Non curare l’imbraco, non indossarlo correttamente o non utilizzarlo come indicato sul manuale e sulle procedure può voler dire farsi molto male.
Questi i più comuni errori nell’utilizzo di un’imbracatura e le potenziali conseguenze:
- cinghie molto lente, soprattutto i cosciali: in caso di caduta le cinghie potrebbero sfilarsi dalla spalle oppure potrebbero dare delle frustate potenti in grado anche di aprire la pelle o… lo scroto dei maschietti;
- oggetti in tasca sotto le cinghie che, in caso di caduta, si potrebbero conficcare nel corpo del lavoratore o ferirlo in altro modo;
- utilizzo dell’anello sbagliato ovvero non adibito all’attacco del cordino anticaduta: abbiamo più volte visto operatori connettere il cordino anticaduta agli anelli laterali della cintura di posizionamento, all’attacco ventrale o addirittura alle asole di regolazione delle cinghie;
- altre volte abbiamo visto utilizzare solo uno dei due semi-occhielli che in alcune imbracature compongono l’attacco sternale e che portano l’indicazione A/2;
- imbracature indossate al contrario solo perchè “al dritto, l’anello dorsale è troppo alto e scomodo da raggiungere”…

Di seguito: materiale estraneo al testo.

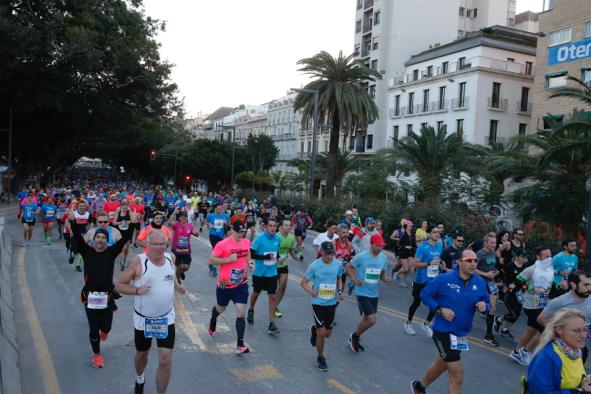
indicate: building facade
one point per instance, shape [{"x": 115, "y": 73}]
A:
[
  {"x": 479, "y": 87},
  {"x": 386, "y": 35},
  {"x": 564, "y": 49}
]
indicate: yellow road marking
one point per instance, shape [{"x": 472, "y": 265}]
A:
[
  {"x": 341, "y": 387},
  {"x": 49, "y": 376},
  {"x": 261, "y": 372}
]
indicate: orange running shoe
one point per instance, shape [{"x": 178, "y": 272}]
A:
[{"x": 98, "y": 361}]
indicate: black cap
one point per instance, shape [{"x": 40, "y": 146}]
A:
[
  {"x": 238, "y": 226},
  {"x": 327, "y": 247}
]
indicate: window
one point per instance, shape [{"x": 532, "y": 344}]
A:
[
  {"x": 441, "y": 97},
  {"x": 460, "y": 128},
  {"x": 556, "y": 80},
  {"x": 559, "y": 37},
  {"x": 492, "y": 132}
]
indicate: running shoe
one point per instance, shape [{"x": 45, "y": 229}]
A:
[
  {"x": 490, "y": 339},
  {"x": 313, "y": 335},
  {"x": 273, "y": 329},
  {"x": 98, "y": 361},
  {"x": 408, "y": 327},
  {"x": 428, "y": 330},
  {"x": 417, "y": 387}
]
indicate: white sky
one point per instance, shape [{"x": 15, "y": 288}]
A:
[{"x": 231, "y": 52}]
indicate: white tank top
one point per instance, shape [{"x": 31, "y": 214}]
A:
[{"x": 159, "y": 301}]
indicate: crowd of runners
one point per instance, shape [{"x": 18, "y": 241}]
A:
[{"x": 453, "y": 280}]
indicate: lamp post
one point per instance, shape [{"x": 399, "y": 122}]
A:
[{"x": 316, "y": 94}]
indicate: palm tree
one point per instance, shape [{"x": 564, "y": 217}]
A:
[
  {"x": 430, "y": 155},
  {"x": 345, "y": 103}
]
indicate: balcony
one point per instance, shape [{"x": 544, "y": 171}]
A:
[
  {"x": 458, "y": 104},
  {"x": 497, "y": 104},
  {"x": 524, "y": 108}
]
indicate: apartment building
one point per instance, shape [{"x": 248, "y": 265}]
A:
[
  {"x": 564, "y": 49},
  {"x": 478, "y": 86},
  {"x": 388, "y": 32}
]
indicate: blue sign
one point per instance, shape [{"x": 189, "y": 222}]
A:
[{"x": 569, "y": 52}]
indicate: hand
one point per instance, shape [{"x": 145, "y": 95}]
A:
[
  {"x": 481, "y": 306},
  {"x": 447, "y": 313}
]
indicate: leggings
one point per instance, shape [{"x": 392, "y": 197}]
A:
[
  {"x": 98, "y": 320},
  {"x": 416, "y": 301}
]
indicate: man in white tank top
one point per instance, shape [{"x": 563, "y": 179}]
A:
[{"x": 151, "y": 278}]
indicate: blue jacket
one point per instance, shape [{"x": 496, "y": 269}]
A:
[
  {"x": 448, "y": 291},
  {"x": 544, "y": 373}
]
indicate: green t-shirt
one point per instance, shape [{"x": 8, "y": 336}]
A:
[{"x": 287, "y": 244}]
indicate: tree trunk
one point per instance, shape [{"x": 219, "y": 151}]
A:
[{"x": 331, "y": 162}]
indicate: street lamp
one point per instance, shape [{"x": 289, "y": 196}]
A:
[{"x": 316, "y": 94}]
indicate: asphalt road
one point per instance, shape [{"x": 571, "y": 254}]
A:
[{"x": 55, "y": 354}]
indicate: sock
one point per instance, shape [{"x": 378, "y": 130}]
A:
[
  {"x": 489, "y": 322},
  {"x": 214, "y": 318},
  {"x": 240, "y": 327}
]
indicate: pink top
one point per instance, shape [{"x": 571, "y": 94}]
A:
[{"x": 232, "y": 274}]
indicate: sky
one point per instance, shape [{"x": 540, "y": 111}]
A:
[{"x": 232, "y": 52}]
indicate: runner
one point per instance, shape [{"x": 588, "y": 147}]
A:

A questi errori si rimedia solo con l’addestramento ma anche con maggiore controllo da parte del responsabile.
Spesso noi di IN-SAFETY® inseriamo nei fascicoli tecnici anche una procedura fotografica, passo per passo, di come si indossa l’imbracatura.
Magari da stampare in grande e da appendere laddove il lavoratore effettua la vestizione dei DPI.
Come si indossare correttamente un imbracatura, ammesso che sia stata scelta con cura, lo abbiamo spiegato nell’articolo “Come indossare correttamente un’imbracatura”, all’interno del quale ci sono, appunto, anche le slide passo-a-passo.

Tra gli errori di utilizzo di un’imbracatura, indossarla così è proprio il massimo del peggio.
2 – Errori di utilizzo o scelta del cordino o retrattile.
Ad un sistema anticaduta dobbiamo connetterci con un cordino anticaduta.
Se lo scopo è posizionarsi, si useranno i cordini di posizionamento.
Questo il postulato.
Che poi il mercato offra longe, cordini e dispositivi multi uso, questa è un bene per l’operatore.
Usare SOLO un cordino di posizionamento, generalmente normato secondo la EN 358, per connettersi ad un sistema anticaduta è un errore grave a cui assistiamo spesso.
Errore che può provocare gravi danni agli organi interni dell’operatore che dovesse cadere, paragonabili per certi versi a quelli che subirebbe arrivando a terra, morte compresa.
Un altro errore a cui assistiamo spesso è quello di impiegare un cordino anticaduta di tipo retrattile (EN 360) con un sistema anticaduta progettato a “caduta impedita” (vedi articolo “I principali 5 errori nella progettazione anticaduta e come evitarli”).
Uno perché un retrattile, che in inglese si chiama anche blocker, non impedisce la caduta o meglio, non si blocca prima che il lavoratore arrivi a sporgersi dal bordi di caduta ma solo dopo che questo è caduto.
E si blocca solo se la caduta ha una certa accelerazione.
Esattamente come avviene con le cinture di sicurezza dell’auto.
Un’altra conseguenza a questo tipo di caduta, infatti, potrebbe essere quella che il cavo del retrattile venga frenato, per esempio, dalla grondaia e non si blocchi.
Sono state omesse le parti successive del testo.